1. Build the project.

Example Walkthrough

In the provided example application, we start advertising for a fixed period of time. If no connection is made during this time, the device stops advertising, starts rf sense and goes into EM4 sleep mode. The system_boot event performs several tasks. The first is that begins advertising to allow connections. The second task is to initialize the RAIL configuration. At this point it is also necessary to disable RFsense to avoid problems receiving packets. Lastly, a 30 second timer is started. RAIL_StartRfSense(railHandleRfsense,RAIL_RFSENSE_OFF ,RFSENSE_TIME_MIN,rfsense_callback); gecko_cmd_hardware_set_soft_timer(INACTIVITY_TIME,1,1);

The timer will be used to stop advertising, start rf sense and go into EM4 mode. This is handled in the gecko_evt_hardware_soft_timer event.

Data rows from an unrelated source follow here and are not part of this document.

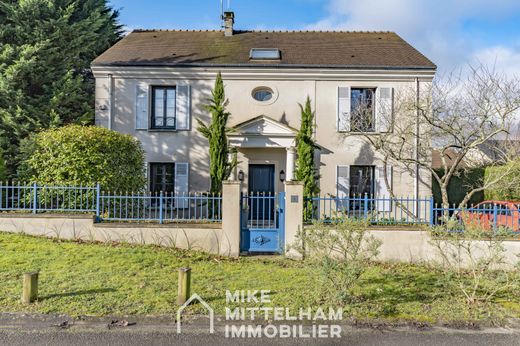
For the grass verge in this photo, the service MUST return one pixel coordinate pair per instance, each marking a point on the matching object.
(97, 279)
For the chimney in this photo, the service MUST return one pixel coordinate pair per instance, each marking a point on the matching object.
(229, 20)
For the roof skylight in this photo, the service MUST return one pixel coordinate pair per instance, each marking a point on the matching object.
(264, 54)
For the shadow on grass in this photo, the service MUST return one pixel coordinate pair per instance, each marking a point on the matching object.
(396, 286)
(77, 293)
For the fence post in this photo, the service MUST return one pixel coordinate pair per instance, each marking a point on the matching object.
(495, 213)
(432, 216)
(98, 192)
(30, 287)
(35, 198)
(365, 206)
(160, 207)
(184, 286)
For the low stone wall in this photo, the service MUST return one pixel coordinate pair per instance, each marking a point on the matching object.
(205, 237)
(412, 246)
(415, 246)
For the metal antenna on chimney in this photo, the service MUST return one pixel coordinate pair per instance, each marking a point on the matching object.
(221, 13)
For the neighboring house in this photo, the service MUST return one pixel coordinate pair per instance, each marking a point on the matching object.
(153, 84)
(491, 152)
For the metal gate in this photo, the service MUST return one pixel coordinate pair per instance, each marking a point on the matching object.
(262, 223)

case gecko_evt_hardware_soft_timer_id: gecko_cmd_le_gap_stop_advertising(0); RAIL_StartRfSense(railHandleRfsense,RAIL_RFSENSE_2_4GHZ,RFSENSE_TIME_MIN,rfsense_callback); EMU_EnterEM4(); break;

If a connection is formed, the gecko_evt_le_connection_opened event stops the timer to prevent going into EM4. case gecko_evt_le_connection_opened_id: // if a connection is formed, stop the timer. gecko_cmd_hardware_set_soft_timer(0,1,0); break; The easiest way to track the sleep mode is with the Energy Profiler. In EM4 the current consumption will be around 1.5 uA. To try this out, build and flash the application to your desired device, open the Energy Profiler and start the energy capture. After reset the average current will be approximately 3.8 mA. After the time expires, the device goes to EM4 and the current drops to around 2 uA. To wake the device up an RF signal > -20 dBm is required. This signal can be provided by placing a mobile phone in active discovery mode and placing it in close proximity to the EFR32. Once the signal is detected, the device wakes up and the device once again begins advertising for the time specified. The length of time the RF signal must be detected for can be adjusted with the symbol RFSENSE_TIME_MIN. In the example it is set to 500 us.